Alza il volto scarno
verso il mio, che la tensione ha eroso notevolmente, privandolo di quel
rossore
femminile che Linda si divertiva a saggiare con i polpastrelli. Gli
stessi che
increspano le lenzuola, pallide quanto le gote di mia moglie, nel
tentativo di
ricreare figure astratte in cui Linda si diverte a ricercare la
concretezza che
la sua vita pare perdere lentamente.
Rivolge nuovamente gli
occhi alle coperte, abbozzando un sorriso incoraggiante alle sue dita
improvvisamente zelanti.
Finalmente la sua voce
articola parole compunte e a me comprensibili.
-No, Paul, non è il modo
migliore. Temo he non ci sia un modo adatto per affrontare questa
situazione.
Neppure il tuo lo è. Ma prova ad immaginare una cosa, amore
mio. Prova ad
immaginare una grande distesa pietrosa e inospitale e una profonda
voragine a
separarmi da un grande spiazzo tiepido e verdeggiante.
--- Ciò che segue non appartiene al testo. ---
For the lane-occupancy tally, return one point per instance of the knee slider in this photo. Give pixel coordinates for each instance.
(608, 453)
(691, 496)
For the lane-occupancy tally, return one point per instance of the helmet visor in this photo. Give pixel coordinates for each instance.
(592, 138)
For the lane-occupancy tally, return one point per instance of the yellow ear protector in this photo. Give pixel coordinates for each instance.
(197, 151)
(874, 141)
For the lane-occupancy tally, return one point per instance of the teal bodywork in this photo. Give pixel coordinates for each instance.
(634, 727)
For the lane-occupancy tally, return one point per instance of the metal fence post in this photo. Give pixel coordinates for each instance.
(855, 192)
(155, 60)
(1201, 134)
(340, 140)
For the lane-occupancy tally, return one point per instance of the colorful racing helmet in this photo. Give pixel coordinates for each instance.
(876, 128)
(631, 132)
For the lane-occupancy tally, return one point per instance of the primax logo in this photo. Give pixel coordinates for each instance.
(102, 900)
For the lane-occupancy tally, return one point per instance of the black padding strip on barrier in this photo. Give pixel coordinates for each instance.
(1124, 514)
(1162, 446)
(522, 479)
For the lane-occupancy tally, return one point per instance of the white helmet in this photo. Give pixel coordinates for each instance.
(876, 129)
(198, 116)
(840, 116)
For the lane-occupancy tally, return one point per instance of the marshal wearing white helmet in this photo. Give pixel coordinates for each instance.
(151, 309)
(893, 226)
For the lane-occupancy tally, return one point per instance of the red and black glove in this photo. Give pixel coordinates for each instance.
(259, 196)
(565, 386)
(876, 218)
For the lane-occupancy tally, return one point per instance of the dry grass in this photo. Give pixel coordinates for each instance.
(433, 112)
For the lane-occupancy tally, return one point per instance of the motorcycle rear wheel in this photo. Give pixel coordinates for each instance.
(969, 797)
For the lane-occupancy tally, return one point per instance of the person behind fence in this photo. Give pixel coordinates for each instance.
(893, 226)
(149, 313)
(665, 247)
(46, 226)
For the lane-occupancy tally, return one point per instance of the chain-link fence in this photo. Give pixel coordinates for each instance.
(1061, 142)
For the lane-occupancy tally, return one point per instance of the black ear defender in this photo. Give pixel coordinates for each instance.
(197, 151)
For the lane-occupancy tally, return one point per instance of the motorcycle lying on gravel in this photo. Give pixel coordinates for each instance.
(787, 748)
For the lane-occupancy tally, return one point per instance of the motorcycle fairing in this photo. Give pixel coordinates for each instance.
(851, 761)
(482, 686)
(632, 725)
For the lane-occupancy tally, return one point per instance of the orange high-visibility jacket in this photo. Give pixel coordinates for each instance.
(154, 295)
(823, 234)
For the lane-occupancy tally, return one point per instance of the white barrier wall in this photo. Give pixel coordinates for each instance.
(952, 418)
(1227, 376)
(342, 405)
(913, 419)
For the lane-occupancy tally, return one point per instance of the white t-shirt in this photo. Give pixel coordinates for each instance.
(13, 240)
Solo un ponte
fragile e
insicuro mi permette di raggiungere quel luogo così
ospitale. E io sto salendo
su quel ponte, Paul. Nonostante il timore che possa cedere al mio peso
e
lasciarmi scivolare nell’abisso della disperazione. Io mi
affido alla sicurezza,
seppur precaria, di quelle assi. Io mi abbandono alla speranza che un
giorno io
possa smettere di soffrire e possa continuare a condividere la mia vita
con
te.-
Scuoto il capo, un poco
infastidito dalla sua puerile illusione che contrasta con
l’effettivo stato di
salute di Linda, il quale non pare offrire adito ad alcuna fiducia
nella
guarigione.
Il mio cinismo no
sorprende mia moglie, ormai esperta conoscitrice degli anfratti
più oscuri e
sconvenienti del mio carattere, assai più fragile di quel
ponte da lei
descritto.
-La speranza è un
sentimento troppo effimero in queste occasioni, Linda, non ti
aiuterebbe a
sconfiggere la malattia e quel maledetto spiazzo verdeggiante di cui
parli non
potrà mai avvicinarsi soltanto grazie alla tua fiducia,
non…-
-Anche la frustrazione a
cui stai soccombendo lo è. Credi che evitare i giornalisti e
occuparti soltanto
del mio ricordo ti aiuti ad affrontare con maggior sicurezza la
realtà? Credi
davvero che assistere al mio dolore con altrettanta tristezza sia
l’atteggiamento
più razionale che tu possa adottare? No, Paul. Non lo credi
davvero, ma speri
che le lacrime possano cancellare i tuoi sentimenti rabbiosi. Ma non
è così e
lo sai. Attraversa questo ponte assieme a me, Paul. Spero, anche solo
per un
attimo, che tutto possa tornare come prima.-
Mi avvicino
repentinamente al suo letto, cercando le sue mani oltre le lenzuola
sotto cui
hanno cercato protezione. Percepisco il timido tepore delle sue dite,
che tento
di rinvigorire con il calore che risiede nelle mie.
Linda riconosce quel
tentativo e ne sorride, stendendo quelle labbra che mi sorprendo a
desiderare
ancor più ardentemente di quanto ricordassi.
L’orgoglio si ritira
mesto dalle mie parole mentre la sincera titubanza avanza nella mia
voce.
-Io… io non ci riesco… ho
paura che… quel ponte non riesca a reggere anche me e
che… possa distruggersi e
che… in quell’abisso mi attenda nuovamente
il… timore di perderti… E io… -
Scuoto il capo, adagiandolo
contro il suo petto e permettendo alle lacrime di inumidire la sua
camicia da
notte. Percepisco le sue dita vagare fra i miei capelli, invitandomi ad
esprimere i miei timori.
-Ho paura, Linda… Io non
voglio… non voglio continuare a vivere se tu non…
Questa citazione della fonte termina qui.